FDIC Chairman Sheila Bair said a new agency was needed and she believes it "would help community banks, not hurt them."
The banking industry overall opposes creation of a new agency, which would enforce rules and police the fine print of credit cards, mortgages and other financial transactions. Bair said she was hopeful a bipartisan agreement can be reached in Congress on the issue.
"I don't think we've done a good job protecting consumers in financial services," Bair said in remarks to a conference of the National Association of Attorneys General.
Attorneys general in several states have actively prosecuted mortgage fraud and other financial violations in the wake of the financial crisis that struck in late 2008.
Bair, an independent regulator, has endorsed creation of a consumer protection agency -- a key pillar of the Obama administration's plan to reconfigure the financial system.
The White House signaled Thursday that it could bend from its original proposal and accept a consumer entity that is not independent of other federal agencies. But it set conditions that Republicans might still find objectionable.

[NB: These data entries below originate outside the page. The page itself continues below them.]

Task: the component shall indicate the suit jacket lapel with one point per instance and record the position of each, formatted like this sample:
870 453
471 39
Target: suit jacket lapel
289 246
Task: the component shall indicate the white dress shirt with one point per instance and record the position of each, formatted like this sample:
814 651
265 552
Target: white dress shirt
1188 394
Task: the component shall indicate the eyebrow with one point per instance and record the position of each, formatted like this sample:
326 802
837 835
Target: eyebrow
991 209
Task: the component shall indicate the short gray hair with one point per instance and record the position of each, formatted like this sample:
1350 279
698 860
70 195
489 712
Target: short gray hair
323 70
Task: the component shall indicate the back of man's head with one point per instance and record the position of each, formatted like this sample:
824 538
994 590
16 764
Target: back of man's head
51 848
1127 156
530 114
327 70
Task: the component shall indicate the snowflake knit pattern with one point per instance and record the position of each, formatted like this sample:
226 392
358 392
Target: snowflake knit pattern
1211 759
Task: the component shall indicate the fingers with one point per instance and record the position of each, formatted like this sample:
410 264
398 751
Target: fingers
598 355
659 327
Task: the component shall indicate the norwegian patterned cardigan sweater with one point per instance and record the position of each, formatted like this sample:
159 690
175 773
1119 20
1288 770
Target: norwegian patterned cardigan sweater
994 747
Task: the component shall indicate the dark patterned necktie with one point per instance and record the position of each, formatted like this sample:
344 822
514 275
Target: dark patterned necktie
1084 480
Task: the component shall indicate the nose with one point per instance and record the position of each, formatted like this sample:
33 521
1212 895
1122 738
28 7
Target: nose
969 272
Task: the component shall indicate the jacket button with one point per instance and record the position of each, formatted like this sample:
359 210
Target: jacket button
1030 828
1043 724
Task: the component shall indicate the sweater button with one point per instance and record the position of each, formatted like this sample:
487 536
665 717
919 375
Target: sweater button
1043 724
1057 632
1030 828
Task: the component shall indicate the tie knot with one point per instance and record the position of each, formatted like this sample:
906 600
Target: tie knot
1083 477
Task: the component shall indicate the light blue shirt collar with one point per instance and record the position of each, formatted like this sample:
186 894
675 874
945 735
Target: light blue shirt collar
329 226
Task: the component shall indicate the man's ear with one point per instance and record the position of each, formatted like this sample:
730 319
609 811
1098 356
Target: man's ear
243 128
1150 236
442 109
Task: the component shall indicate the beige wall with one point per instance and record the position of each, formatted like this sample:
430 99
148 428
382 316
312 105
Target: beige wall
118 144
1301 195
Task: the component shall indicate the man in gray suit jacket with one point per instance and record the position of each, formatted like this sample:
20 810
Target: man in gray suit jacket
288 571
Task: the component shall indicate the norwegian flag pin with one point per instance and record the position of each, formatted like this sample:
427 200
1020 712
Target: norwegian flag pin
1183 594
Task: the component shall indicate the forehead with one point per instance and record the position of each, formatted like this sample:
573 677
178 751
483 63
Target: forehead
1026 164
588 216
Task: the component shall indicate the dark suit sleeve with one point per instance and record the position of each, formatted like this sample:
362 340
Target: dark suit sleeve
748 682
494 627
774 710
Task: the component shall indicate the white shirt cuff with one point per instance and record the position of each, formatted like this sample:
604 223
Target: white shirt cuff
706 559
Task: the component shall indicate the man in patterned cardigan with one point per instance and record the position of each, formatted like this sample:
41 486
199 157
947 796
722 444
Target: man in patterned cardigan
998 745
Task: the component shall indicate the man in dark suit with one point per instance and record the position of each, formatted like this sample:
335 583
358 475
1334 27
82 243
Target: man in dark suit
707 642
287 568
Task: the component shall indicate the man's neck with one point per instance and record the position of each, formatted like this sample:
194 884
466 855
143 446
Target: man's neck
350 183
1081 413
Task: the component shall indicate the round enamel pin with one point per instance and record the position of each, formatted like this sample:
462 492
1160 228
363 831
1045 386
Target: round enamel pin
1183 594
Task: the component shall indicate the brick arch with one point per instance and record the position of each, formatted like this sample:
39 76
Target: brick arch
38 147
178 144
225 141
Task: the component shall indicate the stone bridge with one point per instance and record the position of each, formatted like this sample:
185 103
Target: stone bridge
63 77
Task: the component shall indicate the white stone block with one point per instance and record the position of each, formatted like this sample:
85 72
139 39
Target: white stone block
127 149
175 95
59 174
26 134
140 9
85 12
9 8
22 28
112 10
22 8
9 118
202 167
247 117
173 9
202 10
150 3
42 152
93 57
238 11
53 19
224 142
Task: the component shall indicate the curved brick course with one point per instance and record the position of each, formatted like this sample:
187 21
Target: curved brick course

A proposal being discussed in negotiations between Sen. Christopher Dodd, D-Conn., the Banking Committee chairman, and committee Republicans would create a bureau within the Treasury Department or within a new overarching bank regulator that would have authority to write consumer-protection rules.
The recently accelerated tempo of negotiations has raised hopes that Dodd might be able to announce a bipartisan bill this week, more than a year after a panic swept Wall Street nearly causing a financial collapse. At the same time, with several pieces unsettled, the talks could still fall apart.
The banking industry opposes a new consumer agency, contending that current federal regulators can handle the task. Community bankers won a major concession, however, in the financial overhaul bill that passed the House in December: Banks with less than $10 billion in assets would not have to undergo a separate examination by the proposed consumer protection agency.
Bair also touched on two themes she has recently emphasized. Citing the historically large drop in bank lending last year, she said most of the decline has come from big banks while community banks have been "hanging in there better" than the large Wall Street institutions.
Big banks "need to step up to the plate here, too," she said.
U.S. bank lending in 2009 posted the steepest drop since 1942, with the volume of loans falling by $587.3 billion, or 7.5 percent, from 2008.
Bair also refuted accusations by lawmakers and business owners that overly strict directives by bank regulators and examiners have dampened banks' lending to local businesses.
The FDIC has encouraged its examiners to "take a balanced approach" to bank supervision and not to overreact in a climate of mounting loan losses and bank failures, Bair said. The word to banks is, "If it's a good loan, make the loan," she said.
But Chris Cole, senior regulatory counsel for the Independent Community Bankers of America, who spoke after Bair, said community banks "are really in a bind here."
"The regulatory pendulum has swung too far over in the direction of overregulation," said Cole, who spoke to the state attorneys general after Bair. The economy won't fully recovery until the pendulum swings back, he said.